6. Additional Mutated Genes
In addition to the genes in major signaling pathways or involving epigenetic regulators already mentioned, further genes recurrently mutated in OAMZL include TBL1XR1 [57][81]. TBL1XR1 is an essential regulator of transcriptional repression, and contributes to canonical NF-κB activation [80][104]. This gene can activate the transcription of transcription factors such as NF-κB and JUN [81][105], and may therefore contribute to the strong NF-κB activity in OAML. TBL1XR1 is mutated in various tumors and lymphomas, promoting tumor cell survival. In OAMZL, mutations were consistently detected in 10–20% of cases, so TBL1XR1 is one of the most frequently mutated genes in this type of lymphoma (Table 1). TBL1XR1 mutations have been linked to a poor prognosis in aggressive lymphomas [82][83][106,107]. In a small cohort of patients with OAL of the MALT subtype, TBL1XR1 mutations were associated with unique morphometric phenotypes [84][108]; the cells exhibited significantly lower circularity and solidity as analyzed via computational digital image analysis.

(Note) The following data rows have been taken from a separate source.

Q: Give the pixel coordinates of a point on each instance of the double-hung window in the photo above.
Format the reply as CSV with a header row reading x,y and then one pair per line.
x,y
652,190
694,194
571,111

The JAK/STAT signaling pathway is necessary for cytokine signaling and immune regulation, and plays an important role in various types of lymphoma [85][109]. Activating mutations in JAK3, known to cause constitutive activation of the JAK/STAT signaling pathway, were observed in up to 10% of patients with OAMZL [26][51]. Interestingly, patients with mutant JAK3 exhibited a shorter progression-free survival [26][51].